Meu primeiro contato com a obra de Jess Franco foi sem saber: no começo dos anos 1990, aluguei a fita brasileira do seu filme "The Devil Hunter" (chamado "Manhunter - O Sequestro" por aqui) sem nenhuma referência. Numa época pré-internet e pré-IMDB, você tinha que confiar nas informações dos créditos iniciais, da capinha da fita e do Guia de Filmes Nova Cultural, e nos três lugares dizia que o diretor deste filme se chamava "Clifford Brown" - um dos inúmeros pseudônimos usados por Jess durante sua longa carreira.

Ainda que, à época, eu tenha achado o filme muito ruim, algo ali me marcou para sempre e me fez ser fã dele até hoje (fiz questão de comprar o DVD recentemente lançado pela Severin nos EUA): a podreira tinha um estilo difícil de explicar, a tosquice generalizada era muito engraçada, e a nudez era constante. O que mais um pré-adolescente em busca de 90 minutos de diversão poderia querer?

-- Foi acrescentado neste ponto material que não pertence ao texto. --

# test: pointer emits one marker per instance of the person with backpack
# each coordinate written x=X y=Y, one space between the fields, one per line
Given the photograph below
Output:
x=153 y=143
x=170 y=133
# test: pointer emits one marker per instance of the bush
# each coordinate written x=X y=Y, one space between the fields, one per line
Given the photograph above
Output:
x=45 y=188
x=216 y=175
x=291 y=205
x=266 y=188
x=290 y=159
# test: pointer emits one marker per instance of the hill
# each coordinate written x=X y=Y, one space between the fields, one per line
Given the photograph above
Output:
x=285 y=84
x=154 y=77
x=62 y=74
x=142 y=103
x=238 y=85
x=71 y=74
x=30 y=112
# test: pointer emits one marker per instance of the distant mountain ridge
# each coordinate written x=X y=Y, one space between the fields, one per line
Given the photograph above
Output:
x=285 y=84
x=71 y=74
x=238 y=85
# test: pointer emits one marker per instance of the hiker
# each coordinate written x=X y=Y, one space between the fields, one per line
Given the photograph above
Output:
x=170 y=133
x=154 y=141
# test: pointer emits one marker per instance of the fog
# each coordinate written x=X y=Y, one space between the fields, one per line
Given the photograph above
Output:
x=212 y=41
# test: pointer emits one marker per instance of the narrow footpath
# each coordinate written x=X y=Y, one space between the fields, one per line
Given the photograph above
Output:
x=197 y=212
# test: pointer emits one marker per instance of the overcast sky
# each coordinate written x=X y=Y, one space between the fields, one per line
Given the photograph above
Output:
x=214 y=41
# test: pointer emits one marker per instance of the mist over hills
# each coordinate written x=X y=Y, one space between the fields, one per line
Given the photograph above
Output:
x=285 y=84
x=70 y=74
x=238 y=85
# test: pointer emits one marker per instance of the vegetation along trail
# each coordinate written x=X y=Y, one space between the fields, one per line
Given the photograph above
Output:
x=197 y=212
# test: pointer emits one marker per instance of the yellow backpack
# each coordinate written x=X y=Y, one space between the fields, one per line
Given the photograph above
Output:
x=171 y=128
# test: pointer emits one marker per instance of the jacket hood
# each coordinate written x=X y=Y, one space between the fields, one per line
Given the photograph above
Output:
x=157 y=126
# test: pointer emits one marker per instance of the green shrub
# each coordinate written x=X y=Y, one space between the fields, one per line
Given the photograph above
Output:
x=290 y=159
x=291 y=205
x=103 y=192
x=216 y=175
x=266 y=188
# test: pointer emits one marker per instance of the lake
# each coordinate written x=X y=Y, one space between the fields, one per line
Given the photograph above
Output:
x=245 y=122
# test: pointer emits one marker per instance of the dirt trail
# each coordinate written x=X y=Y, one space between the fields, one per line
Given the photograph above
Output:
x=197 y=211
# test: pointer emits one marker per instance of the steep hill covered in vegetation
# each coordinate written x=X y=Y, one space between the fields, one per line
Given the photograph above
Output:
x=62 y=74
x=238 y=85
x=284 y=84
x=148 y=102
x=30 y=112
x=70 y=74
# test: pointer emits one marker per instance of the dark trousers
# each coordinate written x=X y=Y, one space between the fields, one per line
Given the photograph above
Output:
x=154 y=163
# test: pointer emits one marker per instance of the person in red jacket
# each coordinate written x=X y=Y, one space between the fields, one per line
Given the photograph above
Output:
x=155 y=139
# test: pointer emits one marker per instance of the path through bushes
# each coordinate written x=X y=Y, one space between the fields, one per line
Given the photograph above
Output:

Franco interpretando um padre exorcista. Sobre ser considerado um dos diretores mais perigosos do mundo pelo Vaticano, ele respondeu: "Eu não sou católico, então não ligo para isso.
Mas, de qualquer jeito, é muito estúpido. Posso citar
umas 200 pessoas que são piores do que eu!"


Depois fui tendo contato com outras obras mais conhecidas de Jess, como "Santuário Mortal" (1968) e sua adaptação de "Conde Drácula" (1969) com Christopher Lee. Já mais velho, percebi que existia uma grande qualidade nesses trabalhos, mesmo com a ausência de grandes orçamentos, e mesmo com as piadinhas feitas pelos cinéfilos "de arte" na época (que, hoje, devem estar correndo atrás do prejuízo e assistindo o maior número possível de filmes do diretor para não passar vergonha).

Aí chegou a época do DVD, e todos esses filmes passaram a ser remasterizados e lançados no seu formato original, quando toda uma geração redescobriu o trabalho de Franco e pôde perceber que a fotografia não era tosca como parecia nos tempos do vídeo. Pelo contrário, Jess Franco sabia exatamente o que estava fazendo; e, quando queria, fazia muito bem.

Ele obviamente dirigiu vários filmes bem ruins, e não dá para esperar outra coisa de alguém que chegava a fazer cinco ou seis POR ANO. Mas sejamos justos: como esperar qualidade constante numa filmografia com mais de 200 títulos? Tem diretor hoje que só fez 10 filmes, com muito mais dinheiro e recursos, e pelo menos cinco deles são intragáveis!!

Pete Tombs, famoso pesquisador de cinema "alternativo" e dono do selo Mondo Macabro (que lançou diversos dos clássicos de Jess em DVD), foi quem melhor definiu este estranho fascínio que a obra do espanhol provoca no espectador: "Franco sempre foi alguém que seguiu seu próprio caminho. Às vezes funcionava, às vezes não, mas geralmente sempre tem algo memorável ali, mesmo no pior dos seus filmes. Pode ser uma única cena, ou apenas o clima e a atmosfera".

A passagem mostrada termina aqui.